Question: There is a graph that has $36$ edges, and where every vertex has degree at least $5$. What is the maximum number of vertices this graph could have?
I think the sum of degrees is $36\cdot 2$ which is $72$. And the sum of degrees is bigger or equal than adding the least degree of every vertices together.
Therefore, $72\geq 5n$ and then $14.4\geq n$, so the maximum number of vertices is $14$. Is it correct?
You did half of the job.
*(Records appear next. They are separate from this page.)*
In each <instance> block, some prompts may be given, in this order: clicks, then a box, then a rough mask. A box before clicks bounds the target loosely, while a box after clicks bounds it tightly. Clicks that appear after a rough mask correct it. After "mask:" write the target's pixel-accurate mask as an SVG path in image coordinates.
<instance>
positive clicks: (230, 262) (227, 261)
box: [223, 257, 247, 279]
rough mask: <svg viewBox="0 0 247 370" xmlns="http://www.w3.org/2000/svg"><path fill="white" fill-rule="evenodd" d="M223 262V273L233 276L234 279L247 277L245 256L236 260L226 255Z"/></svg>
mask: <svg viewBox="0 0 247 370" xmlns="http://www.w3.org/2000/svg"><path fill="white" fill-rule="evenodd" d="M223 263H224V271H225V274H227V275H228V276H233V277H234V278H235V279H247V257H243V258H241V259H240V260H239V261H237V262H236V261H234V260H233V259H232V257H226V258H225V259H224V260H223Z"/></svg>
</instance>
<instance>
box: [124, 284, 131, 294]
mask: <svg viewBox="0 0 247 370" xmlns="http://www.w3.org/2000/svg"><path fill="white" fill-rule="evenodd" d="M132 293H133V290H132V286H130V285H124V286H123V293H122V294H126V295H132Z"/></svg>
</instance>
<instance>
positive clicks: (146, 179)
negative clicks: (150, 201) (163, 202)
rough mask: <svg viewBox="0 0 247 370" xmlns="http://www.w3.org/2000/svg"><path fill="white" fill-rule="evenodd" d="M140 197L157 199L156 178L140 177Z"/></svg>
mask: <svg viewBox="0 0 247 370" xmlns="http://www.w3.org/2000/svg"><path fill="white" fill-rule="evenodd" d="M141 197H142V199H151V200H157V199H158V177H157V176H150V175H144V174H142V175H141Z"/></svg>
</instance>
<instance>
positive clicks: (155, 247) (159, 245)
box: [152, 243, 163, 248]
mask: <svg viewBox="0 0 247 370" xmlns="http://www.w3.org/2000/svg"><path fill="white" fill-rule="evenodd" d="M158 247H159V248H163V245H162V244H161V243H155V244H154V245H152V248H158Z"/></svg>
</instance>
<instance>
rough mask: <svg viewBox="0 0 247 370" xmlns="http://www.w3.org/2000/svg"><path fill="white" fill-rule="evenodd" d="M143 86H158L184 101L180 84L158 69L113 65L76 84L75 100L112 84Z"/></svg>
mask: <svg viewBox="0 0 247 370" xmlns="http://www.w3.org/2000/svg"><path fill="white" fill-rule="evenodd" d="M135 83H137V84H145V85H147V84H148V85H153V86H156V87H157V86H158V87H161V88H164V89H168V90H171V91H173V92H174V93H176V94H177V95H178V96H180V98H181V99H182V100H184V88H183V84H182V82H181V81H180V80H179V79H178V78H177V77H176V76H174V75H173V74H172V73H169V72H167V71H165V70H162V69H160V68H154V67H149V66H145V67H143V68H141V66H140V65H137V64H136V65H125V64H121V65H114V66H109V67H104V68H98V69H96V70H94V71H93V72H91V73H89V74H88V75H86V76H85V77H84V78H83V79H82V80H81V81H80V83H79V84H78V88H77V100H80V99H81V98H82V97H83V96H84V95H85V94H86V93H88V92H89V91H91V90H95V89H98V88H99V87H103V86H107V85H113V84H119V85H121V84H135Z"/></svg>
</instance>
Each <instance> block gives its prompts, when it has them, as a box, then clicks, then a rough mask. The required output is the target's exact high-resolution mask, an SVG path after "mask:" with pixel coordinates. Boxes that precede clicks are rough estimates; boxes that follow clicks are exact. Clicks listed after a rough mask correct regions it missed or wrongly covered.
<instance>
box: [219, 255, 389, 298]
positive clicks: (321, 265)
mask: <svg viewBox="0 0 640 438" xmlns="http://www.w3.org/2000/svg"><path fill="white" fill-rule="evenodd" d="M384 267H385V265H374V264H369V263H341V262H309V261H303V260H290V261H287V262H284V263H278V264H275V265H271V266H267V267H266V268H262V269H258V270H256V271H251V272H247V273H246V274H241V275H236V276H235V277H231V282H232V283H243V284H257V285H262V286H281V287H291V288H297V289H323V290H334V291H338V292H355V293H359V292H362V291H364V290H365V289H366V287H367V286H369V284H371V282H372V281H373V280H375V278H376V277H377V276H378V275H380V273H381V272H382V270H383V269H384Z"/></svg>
You must show that there exists a graph on $n=14$ vertices with $36$ edges such that the minimum degree is $5$. I propose the following.
Let $G$ be a graph on $14$ vertices with two (vertex-induced) subgraphs $G_1$ and $G_2$. The subgraph $G_1$ is isomorphic to the complete graph $K_6$ (this it has already taken $\displaystyle \binom{6}{2}=15$ edges). The subgraph $G_2$ has $8$ vertices $v_1,v_2,\ldots,v_8$. For each $i\in\{1,2,\ldots,8\}$, join $v_i$ with $v_{i-2}$, $v_{i-1}$, $v_{i+1}$, $v_{i+2}$, and $v_{i+4}$ (indices are calculated modulo $8$). Thus, $G_2$ has $\dfrac{1}{2}\cdot 8\cdot 5=20$ edges. We now need one last edge. Just pick one vertex of $G_1$ and one vertex of $G_2$, then join them with an edge.